二頭のミニホース(ロバくらいの小型馬)が我が家にやって来たのは、もうかれこれ10年も前になるだろうか。
鶏舎の間にある空き地に小屋を作りいつもは放し飼いにしてある。
馬の餌は朝晩二回牧草、ふすま、アルファルファのペレットなどを与える、あとは桶に水を切らさなければ大丈夫。
雨が降ろうが雪になろうが勝手に好きなところで過ごしている、丈夫なものだ。

世話は娘のKと朝晩手分けしてきたが、その娘が横浜へ移動してしまったので弱ったことになった。
あれこれ思案の末、知り合いの観光農園を経営する酪農家に二頭そろって引き取ってもらうことにした。
いざ別れるとなると、急に淋しくなったりした。
この二頭は雄雌で、あわよくば子馬を増やして一儲けしようと企んだが見事に失敗した。

10年間いっこうに子馬の産まれる気配がない。
正確に言うと牡馬はいつでもやる気満々で、彼女に仕掛けるのだがどうも上手くいかない、見ている方がイライラさせられてしまう。
しまいには彼女が嫌がって彼を蹴飛ばしたりする。
無理な品種改良を続けると繁殖能力が落ちるのか、我が家の彼が特別下手くそなのかわからない。
そのくせ予防注射の時など二頭を引き離すと、お互いに泣き叫んでまことに仲がよろしい。

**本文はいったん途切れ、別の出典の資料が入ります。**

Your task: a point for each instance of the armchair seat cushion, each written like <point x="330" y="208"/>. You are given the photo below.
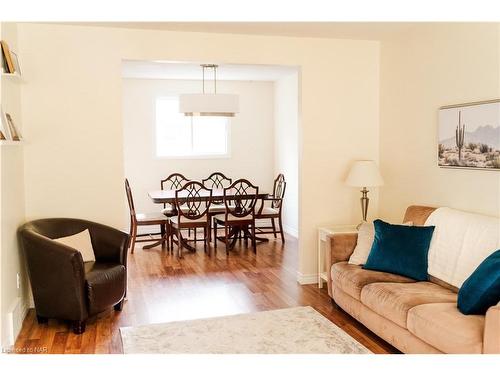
<point x="444" y="327"/>
<point x="105" y="284"/>
<point x="352" y="278"/>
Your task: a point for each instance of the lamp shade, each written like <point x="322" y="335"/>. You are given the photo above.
<point x="364" y="173"/>
<point x="226" y="105"/>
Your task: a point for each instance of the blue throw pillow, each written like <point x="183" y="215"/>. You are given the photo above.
<point x="482" y="289"/>
<point x="400" y="249"/>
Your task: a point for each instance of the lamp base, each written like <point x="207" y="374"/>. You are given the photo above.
<point x="364" y="204"/>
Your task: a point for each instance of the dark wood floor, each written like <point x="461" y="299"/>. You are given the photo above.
<point x="163" y="288"/>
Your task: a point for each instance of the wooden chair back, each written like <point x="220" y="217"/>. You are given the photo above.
<point x="190" y="202"/>
<point x="217" y="180"/>
<point x="173" y="182"/>
<point x="240" y="198"/>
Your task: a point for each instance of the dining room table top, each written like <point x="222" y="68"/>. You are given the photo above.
<point x="168" y="196"/>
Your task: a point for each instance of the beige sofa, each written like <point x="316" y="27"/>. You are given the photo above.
<point x="415" y="317"/>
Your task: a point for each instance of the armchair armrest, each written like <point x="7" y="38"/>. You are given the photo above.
<point x="341" y="247"/>
<point x="109" y="244"/>
<point x="491" y="342"/>
<point x="57" y="277"/>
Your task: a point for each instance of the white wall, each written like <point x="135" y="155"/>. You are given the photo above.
<point x="12" y="205"/>
<point x="73" y="119"/>
<point x="251" y="137"/>
<point x="432" y="66"/>
<point x="286" y="147"/>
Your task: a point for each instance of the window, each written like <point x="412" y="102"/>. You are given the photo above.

元気の良い二頭は時々柵をやぶって逃げ出した、普通は放っておけば餌場のある元の場所に帰ってくると思われるが我が家の彼らはそうではない、方向音痴でとんでもない所ヘどんどん行ってしまう。
畑に作物がある時などは悲劇である、畑の美味しいご馳走を腹一杯に食べてくる、あとで謝りに歩くのも一仕事であった。
十年ちかく生活を共にしていると、それはなにか日常リズムの一部になっているようだ。
散々てこずらした彼らであるが、いざ居なくなって見るとポッカリ穴があいたようだ。